L’objectif de ce projet est de pouvoir tester des candidats médicaments pour des maladies d’ostéoarthrite post-traumatique. Pour ce faire, nous induirons à l’aide d’une micro-chirurgie une ostéoarthrite sur des souris immunodéficientes, immunocompétentes ou avec un système immunitaire et/ou un foie humanisé. Le modèle nous permettra non seulement d’évaluer l’effet du candidat médicament sur la progression de l’inflammation mais également d’analyser l’implication du système immunitaire dans cet effet, dans le but de mieux prédire la réponse humaine aux traitements. Des souris sans maladies induites pourront également être utilisées comme contrôles négatifs dans des études pilotes, des études de biodistribution et toxicité de candidats thérapeutique.
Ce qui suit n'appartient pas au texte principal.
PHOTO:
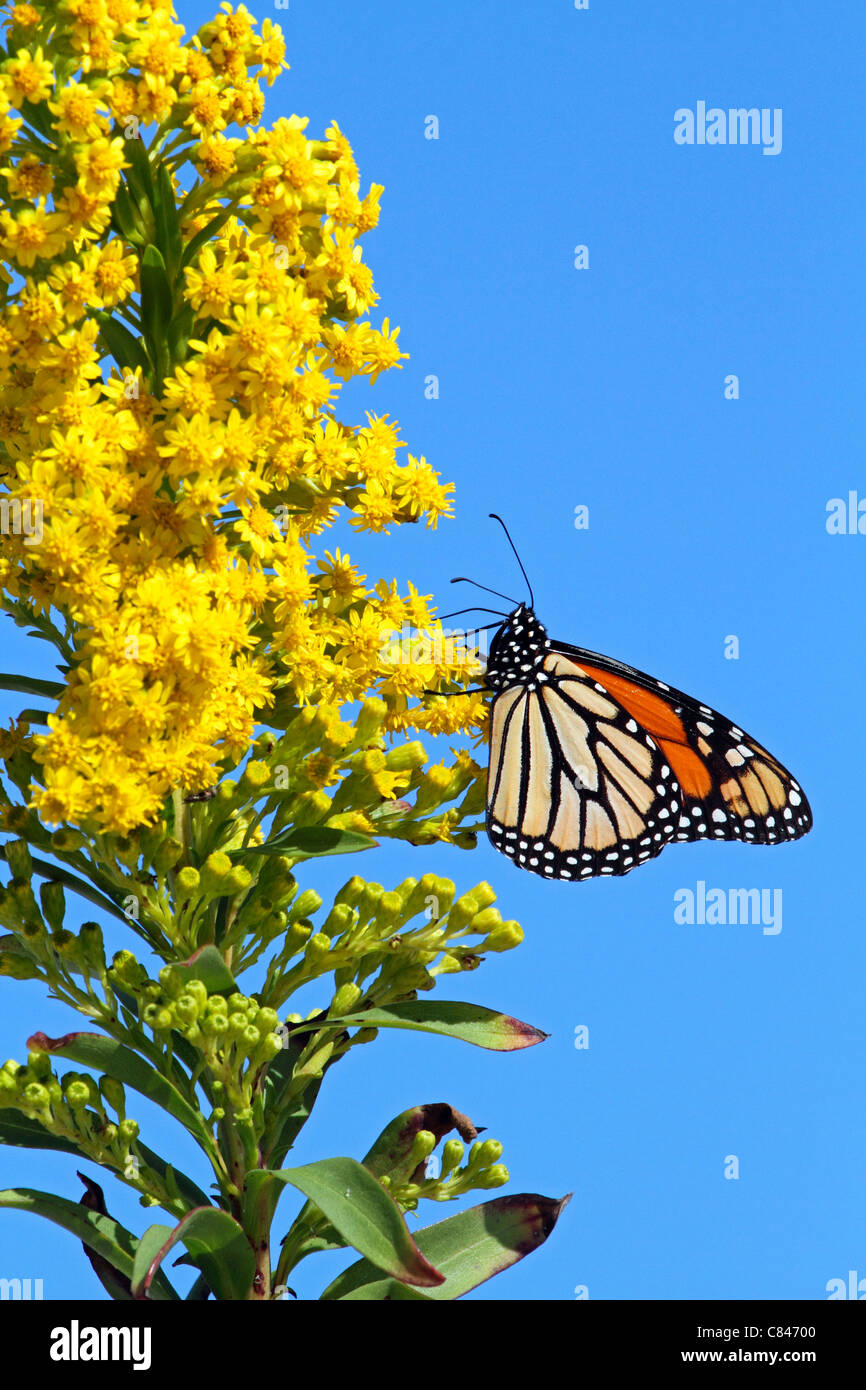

Quels sont les bénéfices susceptibles de découler de ce projet?

Ce projet vise à améliorer la compréhension des mécanismes physiopathologiques impliqués dans l’arthrose post-traumatique, en particulier les interactions entre instabilité articulaire, inflammation synoviale et dégradation tissulaire. Les résultats attendus pourraient permettre d’identifier de nouvelles cibles thérapeutiques et de mieux caractériser les étapes précoces de la maladie, contribuant ainsi au développement de stratégies de prévention ou de traitements innovants. À plus long terme, ce projet pourrait avoir un bénéfice pour la santé humaine en participant à l’amélioration de la prise en charge des pathologies articulaires dégénératives.

Nuisances prévues

À quelles procédures les animaux seront-ils soumis en règle générale?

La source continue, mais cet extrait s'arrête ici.